Hell I think it's time to start declaring the unvaccinated uninsurable. Hell if they claim that the blood of Jesus is their vaccine, they can also claim that god is their insurance plan. See how far that gets you.

orwell

(7,769 posts)
15. The ridiculous thing is...
Thu Feb 3, 2022, 04:29 PM
Feb 2022

...they don't believe in "sinister" medical science "for a profit" when it comes to a $20 vaccine...but...

...they suddenly DO believe in it when it comes to a $500,000 hospital visit in the ICU when it comes to saving their life.

Initech

(100,036 posts)
16. Oh I know. I've seen tons of stories like that.
Thu Feb 3, 2022, 04:53 PM
Feb 2022

The vaccine is free, and safe and effective. Yet people would rather choose a six figure hospital bill or death over a day of arm fatigue by taking the vaccine. Even crazier is when the family of the deceased takes out a 5 or 6 figure Go Fund Me to pay the medical bills, regular bills or is looking for a handout. SMH.

Tree Lady

(11,425 posts)
12. Two people in my family are in hospital
Thu Feb 3, 2022, 02:49 PM
Feb 2022

Right now. Can't visit either because of covid. This is so hard. People have to try to do all to end it. We can't go on like this forever!
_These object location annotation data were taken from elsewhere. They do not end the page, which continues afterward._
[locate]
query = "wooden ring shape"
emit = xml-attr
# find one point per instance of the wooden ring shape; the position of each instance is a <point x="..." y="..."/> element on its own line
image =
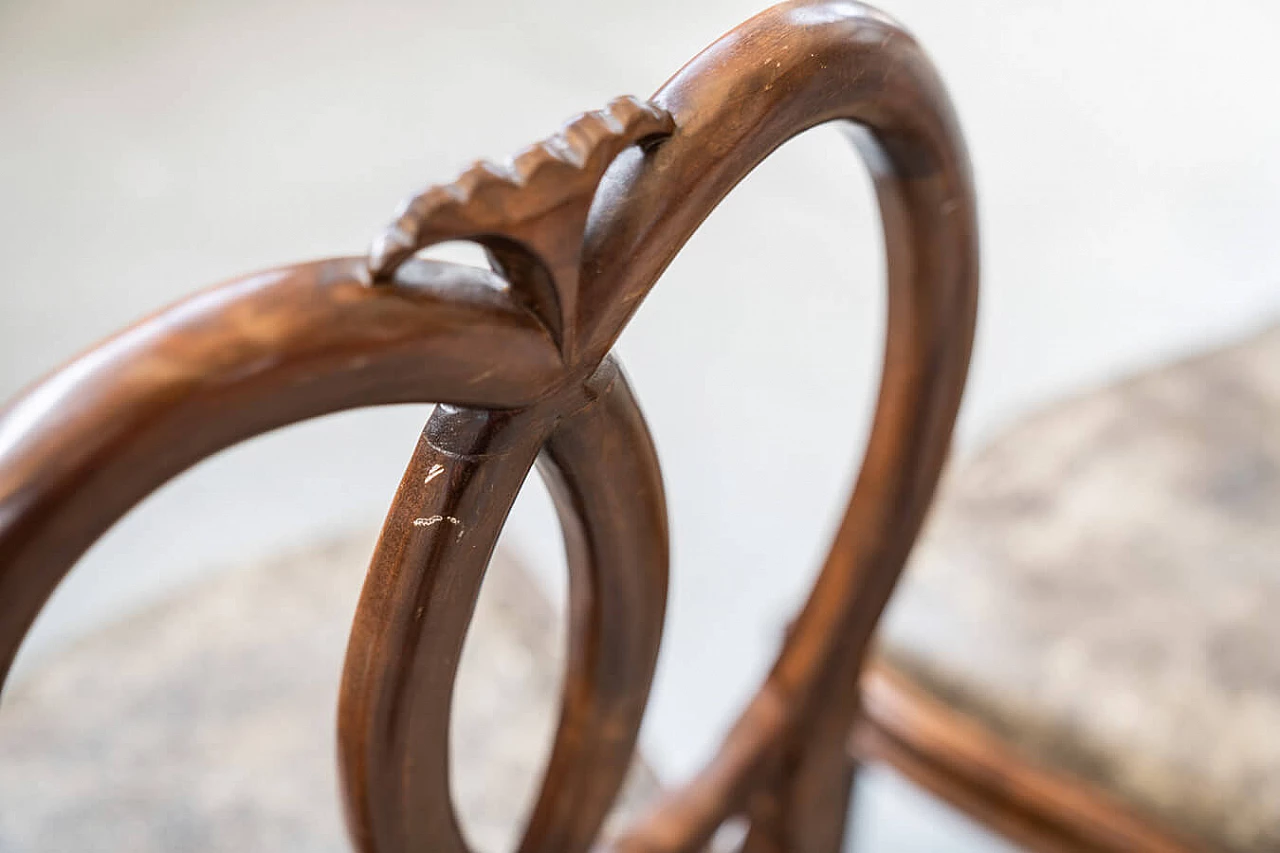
<point x="579" y="228"/>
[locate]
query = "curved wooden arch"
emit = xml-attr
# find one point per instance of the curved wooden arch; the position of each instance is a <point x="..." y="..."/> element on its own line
<point x="522" y="363"/>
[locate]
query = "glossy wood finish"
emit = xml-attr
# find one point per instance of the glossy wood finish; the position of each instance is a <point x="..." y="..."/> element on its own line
<point x="970" y="769"/>
<point x="579" y="228"/>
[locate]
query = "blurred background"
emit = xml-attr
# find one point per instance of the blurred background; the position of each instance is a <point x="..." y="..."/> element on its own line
<point x="1129" y="188"/>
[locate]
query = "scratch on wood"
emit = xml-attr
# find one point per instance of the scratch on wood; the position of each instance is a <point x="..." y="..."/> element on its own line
<point x="435" y="519"/>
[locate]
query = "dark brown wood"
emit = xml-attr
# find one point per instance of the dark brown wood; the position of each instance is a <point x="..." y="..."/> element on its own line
<point x="579" y="228"/>
<point x="967" y="766"/>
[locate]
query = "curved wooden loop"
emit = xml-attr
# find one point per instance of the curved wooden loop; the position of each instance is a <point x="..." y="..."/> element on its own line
<point x="83" y="446"/>
<point x="423" y="587"/>
<point x="522" y="368"/>
<point x="792" y="67"/>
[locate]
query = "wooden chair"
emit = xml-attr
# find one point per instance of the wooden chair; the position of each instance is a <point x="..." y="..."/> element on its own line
<point x="577" y="229"/>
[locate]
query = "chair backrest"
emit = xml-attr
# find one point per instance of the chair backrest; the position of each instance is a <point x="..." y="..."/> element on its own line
<point x="577" y="228"/>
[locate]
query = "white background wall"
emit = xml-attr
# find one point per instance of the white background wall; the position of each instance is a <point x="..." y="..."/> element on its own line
<point x="1128" y="160"/>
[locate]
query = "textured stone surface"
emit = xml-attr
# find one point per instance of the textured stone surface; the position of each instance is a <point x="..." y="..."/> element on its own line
<point x="208" y="723"/>
<point x="1102" y="585"/>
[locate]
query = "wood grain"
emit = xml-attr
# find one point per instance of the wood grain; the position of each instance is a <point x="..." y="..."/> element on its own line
<point x="579" y="231"/>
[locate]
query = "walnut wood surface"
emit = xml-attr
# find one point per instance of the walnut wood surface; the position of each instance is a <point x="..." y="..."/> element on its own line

One is for heart problem and other having baby with issues that will need operation.

Scrivener7

(50,911 posts)
17. My doc, who is a wonderful person, lost a patient in the first spike to a situation like this.
Fri Feb 4, 2022, 09:05 AM
Feb 2022

She had set the guy up with as much support as was available for him to be cared for at home because beds were short around here. She put in all kinds of safeguards, daily checks and home equipment and careful instruction to him and his carers on when to go to the hospital.

Despite all that, he died. I saw her shortly after that, and she was a mess over it. It was clearly not her fault, but she felt terribly guilty. She was frightened because she could foresee that the situation would probably be repeated, and often. She worried that she was liable for situations she could not control, and her family and livelihood would be at risk.

We are putting all these medical people in an impossible position. And for hospital workers, we are additionally treating them like cannon fodder.

And I am sure we will be shocked, just shocked, when there is a dangerous shortage in coming years of medical personnel.

Just like we will be shocked, just shocked, when there is a dearth of competent teachers.

It will be fodder for NYT interviews in rural diners for years!